Burke sides with puppy store, mall business grandfathered in

Clay County Commissioner Kristen Burke, who earlier expressed reservations about grandfathering in an Orange Park Mall puppy store under the county’s new animal ordinance, provided the swing vote in allowing the enterprise to continue.

During the board of county commissioners’ Oct. 25 meeting, the current business owner: Dawn Raymond, asked commissioners to grandfather in Bff Puppies, telling commissioners that the store would be forced out of business without the exemption.

In May, commissioners passed a ban on retail sales of dogs as part of enhanced animal cruelty measures.

In October, Commissioners Jim Renninger and Mike Cella said it was unfair to penalize Bff, which had already been operating at the mall when the new ordinance passed.

Renninger repeated his support of grandfathering Bff in during the Nov. 9 meeting.

“I think this ordinance was passed with a little bit of emotionalism due to the animal rescue that the county had to conduct,” he said, “but this business has never had an issue. To penalize this business for another irresponsible pet provider, I think, is not correct.”

Commissioners Wayne Bolla and Betsy Condon countered that the county spent $2 million rescuing 170 animals from what Condon described as a puppy mill and that the new ordinance was designed to prevent repeat crises.

During the Nov. 9 meeting, Condon doubled down on her opposition to allowing Bff to stay in business, citing the pet store’s past deceptive selling practices and describing the abuse of a dog at the hands of an Old Jennings Road puppy mill.

“(It) is a five-pound Yorkie,” Condon said. “Her name is Sweet P; she’s adorable. She can’t walk right because she spent eight years in a cage, and she had puppies time after time after time.”

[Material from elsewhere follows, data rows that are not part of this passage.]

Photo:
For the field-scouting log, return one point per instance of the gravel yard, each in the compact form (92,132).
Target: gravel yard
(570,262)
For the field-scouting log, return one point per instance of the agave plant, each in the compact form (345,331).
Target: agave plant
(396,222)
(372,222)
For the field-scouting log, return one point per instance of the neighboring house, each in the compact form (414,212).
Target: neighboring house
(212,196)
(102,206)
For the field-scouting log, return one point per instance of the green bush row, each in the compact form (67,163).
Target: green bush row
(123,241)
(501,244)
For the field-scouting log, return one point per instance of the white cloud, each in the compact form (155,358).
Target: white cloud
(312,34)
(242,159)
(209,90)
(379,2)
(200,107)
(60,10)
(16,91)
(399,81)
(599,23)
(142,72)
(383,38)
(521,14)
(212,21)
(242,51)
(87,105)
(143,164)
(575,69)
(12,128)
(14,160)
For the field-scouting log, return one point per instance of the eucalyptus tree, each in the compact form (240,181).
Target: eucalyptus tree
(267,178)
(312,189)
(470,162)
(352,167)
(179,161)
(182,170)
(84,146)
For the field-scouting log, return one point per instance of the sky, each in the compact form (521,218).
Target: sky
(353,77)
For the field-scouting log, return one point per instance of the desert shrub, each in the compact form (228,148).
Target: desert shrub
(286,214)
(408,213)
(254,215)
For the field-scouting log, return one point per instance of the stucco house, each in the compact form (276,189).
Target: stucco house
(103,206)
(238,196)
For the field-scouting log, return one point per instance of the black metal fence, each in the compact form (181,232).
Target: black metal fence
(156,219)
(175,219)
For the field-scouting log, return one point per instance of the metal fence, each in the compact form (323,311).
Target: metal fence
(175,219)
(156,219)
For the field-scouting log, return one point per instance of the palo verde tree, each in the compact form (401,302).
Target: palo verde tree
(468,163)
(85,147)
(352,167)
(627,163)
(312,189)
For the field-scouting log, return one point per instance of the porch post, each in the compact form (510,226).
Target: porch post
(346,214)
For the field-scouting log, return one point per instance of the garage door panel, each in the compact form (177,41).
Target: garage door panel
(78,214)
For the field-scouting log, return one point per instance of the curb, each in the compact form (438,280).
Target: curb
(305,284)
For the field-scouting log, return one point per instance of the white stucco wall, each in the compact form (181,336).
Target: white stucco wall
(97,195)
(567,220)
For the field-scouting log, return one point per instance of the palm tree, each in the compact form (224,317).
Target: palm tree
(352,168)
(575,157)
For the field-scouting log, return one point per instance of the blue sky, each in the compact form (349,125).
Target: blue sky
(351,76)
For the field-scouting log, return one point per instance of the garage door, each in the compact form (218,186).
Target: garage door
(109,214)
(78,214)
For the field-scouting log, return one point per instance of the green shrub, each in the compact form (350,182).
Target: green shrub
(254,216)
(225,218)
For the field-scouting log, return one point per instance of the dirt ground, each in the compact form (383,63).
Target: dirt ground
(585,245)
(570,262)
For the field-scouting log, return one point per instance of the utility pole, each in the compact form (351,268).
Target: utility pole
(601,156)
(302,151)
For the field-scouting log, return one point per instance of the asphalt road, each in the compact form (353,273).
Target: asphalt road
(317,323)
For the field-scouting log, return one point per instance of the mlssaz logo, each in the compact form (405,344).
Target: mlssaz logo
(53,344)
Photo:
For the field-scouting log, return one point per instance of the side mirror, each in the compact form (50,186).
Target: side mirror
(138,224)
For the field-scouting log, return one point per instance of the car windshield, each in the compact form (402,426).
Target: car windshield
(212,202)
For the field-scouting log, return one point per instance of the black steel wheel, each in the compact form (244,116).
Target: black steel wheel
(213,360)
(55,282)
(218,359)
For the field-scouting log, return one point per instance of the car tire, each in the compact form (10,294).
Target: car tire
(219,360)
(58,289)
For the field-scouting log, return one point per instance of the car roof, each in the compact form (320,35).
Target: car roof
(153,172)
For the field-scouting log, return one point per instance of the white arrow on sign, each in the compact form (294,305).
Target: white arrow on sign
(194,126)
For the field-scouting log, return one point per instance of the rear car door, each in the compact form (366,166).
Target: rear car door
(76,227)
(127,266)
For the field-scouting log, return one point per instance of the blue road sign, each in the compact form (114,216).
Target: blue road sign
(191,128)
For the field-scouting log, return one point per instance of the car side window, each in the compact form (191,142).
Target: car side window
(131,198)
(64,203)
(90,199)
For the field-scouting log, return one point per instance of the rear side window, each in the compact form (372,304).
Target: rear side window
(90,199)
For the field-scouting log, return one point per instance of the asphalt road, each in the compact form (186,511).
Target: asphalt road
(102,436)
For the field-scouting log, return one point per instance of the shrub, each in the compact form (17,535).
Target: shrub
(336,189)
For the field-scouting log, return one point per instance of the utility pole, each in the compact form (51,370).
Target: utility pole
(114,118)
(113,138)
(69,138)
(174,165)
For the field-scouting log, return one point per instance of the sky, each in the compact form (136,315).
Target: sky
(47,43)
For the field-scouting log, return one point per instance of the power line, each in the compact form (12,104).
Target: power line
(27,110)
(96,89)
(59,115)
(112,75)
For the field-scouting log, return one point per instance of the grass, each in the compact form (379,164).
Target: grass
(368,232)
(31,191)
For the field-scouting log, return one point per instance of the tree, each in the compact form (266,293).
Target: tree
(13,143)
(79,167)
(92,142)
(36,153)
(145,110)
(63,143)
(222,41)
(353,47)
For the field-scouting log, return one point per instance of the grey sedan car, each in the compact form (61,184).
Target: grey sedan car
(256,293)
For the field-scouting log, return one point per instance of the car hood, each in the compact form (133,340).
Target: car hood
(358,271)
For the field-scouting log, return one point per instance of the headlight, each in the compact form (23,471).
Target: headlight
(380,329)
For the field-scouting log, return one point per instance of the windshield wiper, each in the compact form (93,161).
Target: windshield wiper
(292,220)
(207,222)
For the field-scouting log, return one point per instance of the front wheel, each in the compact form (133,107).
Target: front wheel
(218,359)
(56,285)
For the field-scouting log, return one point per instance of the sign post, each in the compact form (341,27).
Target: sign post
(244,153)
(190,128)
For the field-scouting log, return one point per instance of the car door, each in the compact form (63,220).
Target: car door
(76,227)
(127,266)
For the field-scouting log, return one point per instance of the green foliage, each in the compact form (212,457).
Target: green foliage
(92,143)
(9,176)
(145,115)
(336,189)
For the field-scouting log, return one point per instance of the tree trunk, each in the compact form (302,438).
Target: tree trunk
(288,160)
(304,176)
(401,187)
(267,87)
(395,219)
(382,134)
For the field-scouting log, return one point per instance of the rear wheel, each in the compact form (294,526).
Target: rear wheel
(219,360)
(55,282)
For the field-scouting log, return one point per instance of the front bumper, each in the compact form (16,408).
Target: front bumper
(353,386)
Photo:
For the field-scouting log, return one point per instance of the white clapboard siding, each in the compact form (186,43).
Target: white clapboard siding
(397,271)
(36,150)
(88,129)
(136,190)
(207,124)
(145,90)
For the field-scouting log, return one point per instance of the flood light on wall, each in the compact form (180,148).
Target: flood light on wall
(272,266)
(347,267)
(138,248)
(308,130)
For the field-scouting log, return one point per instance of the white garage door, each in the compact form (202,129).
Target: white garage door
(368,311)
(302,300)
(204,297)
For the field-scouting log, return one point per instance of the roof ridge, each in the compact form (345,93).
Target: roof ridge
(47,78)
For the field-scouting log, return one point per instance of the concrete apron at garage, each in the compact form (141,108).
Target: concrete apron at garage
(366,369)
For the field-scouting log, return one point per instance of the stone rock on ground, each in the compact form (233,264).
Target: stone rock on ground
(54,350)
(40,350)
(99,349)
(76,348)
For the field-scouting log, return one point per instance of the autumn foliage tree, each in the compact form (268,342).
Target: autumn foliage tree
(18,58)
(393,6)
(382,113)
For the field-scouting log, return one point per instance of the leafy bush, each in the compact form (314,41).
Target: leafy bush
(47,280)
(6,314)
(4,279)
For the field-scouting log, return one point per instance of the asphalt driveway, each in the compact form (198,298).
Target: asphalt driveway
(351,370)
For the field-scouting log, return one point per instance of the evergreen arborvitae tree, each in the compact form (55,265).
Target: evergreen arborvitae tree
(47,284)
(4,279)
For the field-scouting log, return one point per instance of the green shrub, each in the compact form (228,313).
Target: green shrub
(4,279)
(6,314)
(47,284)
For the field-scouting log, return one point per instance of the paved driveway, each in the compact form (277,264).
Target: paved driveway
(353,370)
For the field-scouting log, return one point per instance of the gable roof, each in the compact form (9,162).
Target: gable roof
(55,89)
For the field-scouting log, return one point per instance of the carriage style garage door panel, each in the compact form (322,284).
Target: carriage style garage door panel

 “I think that some of the puppies that probably come to this place are not raised in a scrupulous manner,” Condon said of the mall puppy store.

In October, Burke criticized Bff’s pricing practices, calling them deceptive.

During the November meeting, Raymond told commissioners that 74% of the puppies sold in her store were priced between $2,000 and $3,000.

Burke said that after talking to Raymond, her perspective changed.

“My concern was that people come in there, and they don’t know the price,” Burke said. “However, this is sales, so you don’t want to turn the people off immediately when they walk into the store.”

“The people that would be coming into this kind of store to buy a puppy,” she added, “would maybe pay this price as opposed to someone that wanted to go to the shelter and buy animals.”